• 18 mai 2024 8h40

Miadé Bé Nou

Traditions, Cultures ancestrales et Actualités du Togo, d'Afrique et du Monde

La place de la sorcellerie chez les peuples noirs : entre culture et déformation

ByAristo

Mar 16, 2022

Il y a d’abord une discrimination à opérer entre les notions de Magie et de Sorcellerie. La Magie est l’Art de commander aux forces du Mal. La Sorcellerie celui d’essayer de commander les mêmes forces.

La sorcellerie désigne, à proprement parler l’art d’interroger le sort (hasard, destin), et par extension d’en modifier le cours.

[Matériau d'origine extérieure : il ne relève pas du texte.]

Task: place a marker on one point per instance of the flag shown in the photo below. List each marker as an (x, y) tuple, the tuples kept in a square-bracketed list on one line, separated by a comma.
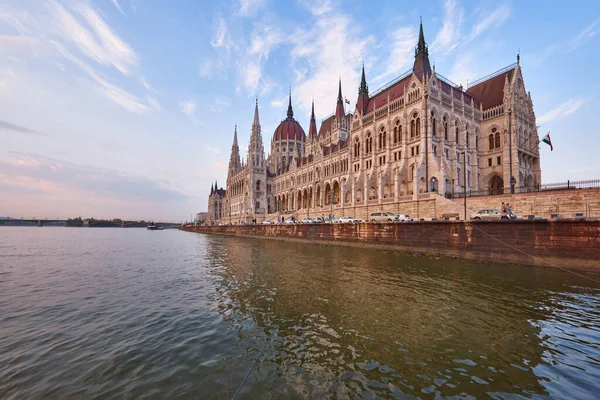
[(547, 140)]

Le mot désigne plus généralement la pratique d’une certaine forme de magie, dans laquelle le sorcier travaille avec des forces surnaturelles, des entités maléfiques ou non, et parfois aussi des forces naturelles connues comme celles des plantes, des cycles lunaires, des ondes, des suggestions. Selon les lieux et les époques, la sorcellerie fut considérée avec des degrés variables de faveur ou d’hostilité, parfois avec ambivalence. Dans la Grèce antique et à Rome, la divination était une pratique admise, liée à certains sanctuaires et à la prise officielle de décisions. Les religions du livre condamnent toute forme de divination et de magie.

La sorcellerie est un terme controversé et son histoire est complexe. Selon le contexte et le milieu culturel dans lequel ce mot est employé, il désigne des idées différentes, voire opposées. Chaque société possède ses propres conceptions en matière de tradition, de croyance, de religion, de rites, de rapport à l’au-delà et à la mort et d’esprits bons ou mauvais ; il est parfois impossible de trouver un équivalent d’une culture à l’autre.

La conception de l’idée de sorcellerie chez les peuples d’Afrique met en lumière une lutte constante entre tradition et soumission forcée aux religions monothéïstes.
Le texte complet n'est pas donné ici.